Judicial Reform

Oklahoma Supreme Court decision benefited illegal immigrant felons

November 4, 2024

Ray Carter

This year’s presidential race has often focused on illegal immigration with a particular emphasis on the perceived “catch and release” policy of the Biden administration, which has been tied to violent crimes carried out by individuals released into the general population.

One of the most high-profile cases involves two Venezuelan men, Johan Jose Martinez-Rangel and Franklin Jose Peña Ramos, who have been charged with murder in the killing of 12-year-old Jocelyn Nungaray in Houston.

Martinez-Rangel was apprehended near El Paso by the U.S. Border Patrol on March 14 while Ramos was apprehended on May 28, but both were released with a notice to appear in court in the future. Nungaray was murdered on June 17.

Similarly, Rachel Morin, a 37-year-old Maryland mother of five, was murdered on Aug. 5, 2023, after leaving home for a run. Victor Antonio Martinez Hernandez, a 23-year-old illegal immigrant from El Salvador, was arrested nearly a year later on June 14, 2024, at a bar in Tulsa.

Law enforcement officials found Hernandez had illegally entered the United States in February 2023. At that time, he already faced an arrest warrant issued in January 2023 for the murder of a woman in El Salvador. He is believed to have also assaulted a nine-year-old girl and her mother in Los Angeles in March 2023.

Hernandez was apprehended by the border patrol for unlawfully entering the United States on Jan. 19, 2023; Jan. 31, 2023; and Feb. 6, 2023. Each time he was deported, only to quickly re-enter the U.S. illegally.

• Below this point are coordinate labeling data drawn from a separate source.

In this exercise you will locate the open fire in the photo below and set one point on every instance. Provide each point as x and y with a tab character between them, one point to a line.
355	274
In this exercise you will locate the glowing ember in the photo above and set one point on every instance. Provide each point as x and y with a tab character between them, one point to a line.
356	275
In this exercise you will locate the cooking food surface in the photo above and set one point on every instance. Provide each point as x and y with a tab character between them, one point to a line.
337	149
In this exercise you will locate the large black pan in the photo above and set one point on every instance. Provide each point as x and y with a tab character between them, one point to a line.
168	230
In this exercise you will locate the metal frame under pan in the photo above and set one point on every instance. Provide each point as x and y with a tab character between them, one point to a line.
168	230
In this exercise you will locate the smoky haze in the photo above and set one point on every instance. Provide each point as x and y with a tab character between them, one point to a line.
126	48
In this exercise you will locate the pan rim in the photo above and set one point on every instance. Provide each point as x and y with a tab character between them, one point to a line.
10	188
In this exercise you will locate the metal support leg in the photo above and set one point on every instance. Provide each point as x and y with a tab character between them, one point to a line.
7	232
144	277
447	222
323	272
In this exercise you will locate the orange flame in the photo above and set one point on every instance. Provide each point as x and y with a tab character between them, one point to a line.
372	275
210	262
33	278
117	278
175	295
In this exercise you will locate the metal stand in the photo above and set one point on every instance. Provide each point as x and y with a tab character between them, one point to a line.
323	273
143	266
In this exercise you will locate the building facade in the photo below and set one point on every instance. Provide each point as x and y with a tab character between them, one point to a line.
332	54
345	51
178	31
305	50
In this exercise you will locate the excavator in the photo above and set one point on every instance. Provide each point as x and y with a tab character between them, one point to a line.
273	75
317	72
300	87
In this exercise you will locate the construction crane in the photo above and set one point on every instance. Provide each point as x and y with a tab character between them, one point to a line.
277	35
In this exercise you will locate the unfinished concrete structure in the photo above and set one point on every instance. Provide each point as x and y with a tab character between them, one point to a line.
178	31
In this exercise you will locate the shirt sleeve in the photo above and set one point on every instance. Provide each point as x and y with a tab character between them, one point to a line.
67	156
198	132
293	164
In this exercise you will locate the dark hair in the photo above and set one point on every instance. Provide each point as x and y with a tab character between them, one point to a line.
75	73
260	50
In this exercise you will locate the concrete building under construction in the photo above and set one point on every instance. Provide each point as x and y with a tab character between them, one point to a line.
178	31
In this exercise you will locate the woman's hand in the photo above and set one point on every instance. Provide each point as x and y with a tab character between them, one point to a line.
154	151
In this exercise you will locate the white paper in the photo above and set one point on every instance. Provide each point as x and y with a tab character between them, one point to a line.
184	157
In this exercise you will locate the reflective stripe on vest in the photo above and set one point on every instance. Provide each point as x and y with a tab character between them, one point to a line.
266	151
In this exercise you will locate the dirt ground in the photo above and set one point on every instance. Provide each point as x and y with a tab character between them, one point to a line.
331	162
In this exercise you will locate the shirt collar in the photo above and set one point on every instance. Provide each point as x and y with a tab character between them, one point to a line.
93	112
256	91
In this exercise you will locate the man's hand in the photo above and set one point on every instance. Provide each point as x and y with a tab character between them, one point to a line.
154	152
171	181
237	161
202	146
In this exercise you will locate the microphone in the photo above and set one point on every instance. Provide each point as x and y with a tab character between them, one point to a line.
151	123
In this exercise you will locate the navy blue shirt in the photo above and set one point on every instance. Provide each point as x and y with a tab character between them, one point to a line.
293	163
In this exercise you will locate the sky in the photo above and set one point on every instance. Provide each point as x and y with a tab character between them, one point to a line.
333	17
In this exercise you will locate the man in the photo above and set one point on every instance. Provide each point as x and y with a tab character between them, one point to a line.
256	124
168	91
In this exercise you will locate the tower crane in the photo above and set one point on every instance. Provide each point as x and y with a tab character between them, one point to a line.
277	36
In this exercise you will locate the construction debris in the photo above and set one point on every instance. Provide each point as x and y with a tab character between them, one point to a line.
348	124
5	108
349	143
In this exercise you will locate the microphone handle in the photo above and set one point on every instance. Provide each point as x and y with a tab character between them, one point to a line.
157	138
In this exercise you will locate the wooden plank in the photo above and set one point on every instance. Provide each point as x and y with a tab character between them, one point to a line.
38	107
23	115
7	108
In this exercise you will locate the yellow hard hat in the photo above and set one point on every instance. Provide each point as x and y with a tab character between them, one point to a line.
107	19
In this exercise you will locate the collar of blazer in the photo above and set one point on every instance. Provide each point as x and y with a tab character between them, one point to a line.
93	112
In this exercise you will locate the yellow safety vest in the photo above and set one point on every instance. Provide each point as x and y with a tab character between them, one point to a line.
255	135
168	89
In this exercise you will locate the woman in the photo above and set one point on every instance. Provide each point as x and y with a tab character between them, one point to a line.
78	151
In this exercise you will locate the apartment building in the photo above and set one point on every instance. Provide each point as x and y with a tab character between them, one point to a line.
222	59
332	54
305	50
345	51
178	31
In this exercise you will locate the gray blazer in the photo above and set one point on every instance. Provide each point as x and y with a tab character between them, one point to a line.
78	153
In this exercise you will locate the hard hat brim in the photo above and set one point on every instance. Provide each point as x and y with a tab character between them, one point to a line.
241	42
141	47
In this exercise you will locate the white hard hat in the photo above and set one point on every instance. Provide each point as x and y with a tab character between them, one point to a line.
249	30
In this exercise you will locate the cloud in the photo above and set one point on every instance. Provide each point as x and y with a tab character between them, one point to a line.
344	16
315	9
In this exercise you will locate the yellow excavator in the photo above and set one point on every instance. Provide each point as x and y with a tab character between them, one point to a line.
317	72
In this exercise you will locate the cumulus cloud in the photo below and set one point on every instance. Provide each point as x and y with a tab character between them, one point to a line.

In another high-profile case, 22-year-old Laken Riley, a student at the University of Georgia, was murdered while jogging on campus. Jose Antonio Ibarra has been charged with her murder. Border patrol officials had apprehended Ibarra on Sept. 8, 2022. He was paroled and released for further processing.

Oklahoma ahead of the curve on trying to address felons

Lawmakers in Oklahoma were well ahead of the national curve when it came to trying to address concerns about violent criminals who illegally enter the United States. But those efforts were derailed, in part, by members of the Oklahoma Supreme Court.

In 2007, state lawmakers passed House Bill 1804, which created the “Oklahoma Taxpayer and Citizen Protection Act.”

In a section dealing with individuals arrested for felonies who are found to be illegal immigrants, HB 1804 stated, “For the purpose of determining the grant of or issuance of bond, it shall be a rebuttable presumption that a person whose citizenship status has been verified … to be a foreign national who has not been lawfully admitted to the United States is at risk of flight.”

That provision would have denied bail and release to illegal immigrants facing felony charges in Oklahoma.

When House Bill 1804 was enacted, it drew strong bipartisan support. Its co-authors included then-state Sens. Kenneth Corn and Tom Ivester, as well as then-state Reps. Scott Inman and Eric Proctor, all of whom were Democrats. Inman eventually served as leader of the House Democratic caucus.

A majority of House Democratic lawmakers joined Republicans in support of the bill, including Joe Dorman, who would later become the Democratic Party’s gubernatorial nominee in 2014, and Chuck Hoskin, Sr., father of current Cherokee Nation Principal Chief Chuck Hoskin, Jr.

But Michael C. Thomas filed a petition in 2009 in the district court of Tulsa County, seeking a declaratory judgment that HB 1804 was unconstitutional.

Lower courts struck down some provisions of the law but left intact the language mandating that illegal immigrants charged with felonies be treated as flight risks.

However, when the Oklahoma Supreme Court took up the case, a majority of justices struck down the provision dealing with accused illegal-immigrant felons.

In their June 14, 2011 opinion, Oklahoma Supreme Court justices declared that the provision that “creates a presumption of flight risk” was “a special law prohibited” by the Oklahoma Constitution.

The justices declared that bail may be denied for non-capital offenses only when “the proof of guilt is evident, or the presumption great, and it must be on the grounds that no condition of release would assure the safety of the community or any person.”

Oklahoma Supreme Court Justice Steven Taylor dissented, writing, “The Plaintiff has failed to overcome the strong presumption that H.B.1804 is constitutional. I would find the Plaintiff has failed to meet his burden on all issues and would therefore find H.B.1804 to be constitutional in all respects.”

Of the justices who struck down the provision mandating that illegal immigrants accused of felony offenses be presumed flight risks, five justices remain on the court today: Justices Douglas Combs, James Edmondson, Noma Gurich, Yvonne Kauger, and James Winchester.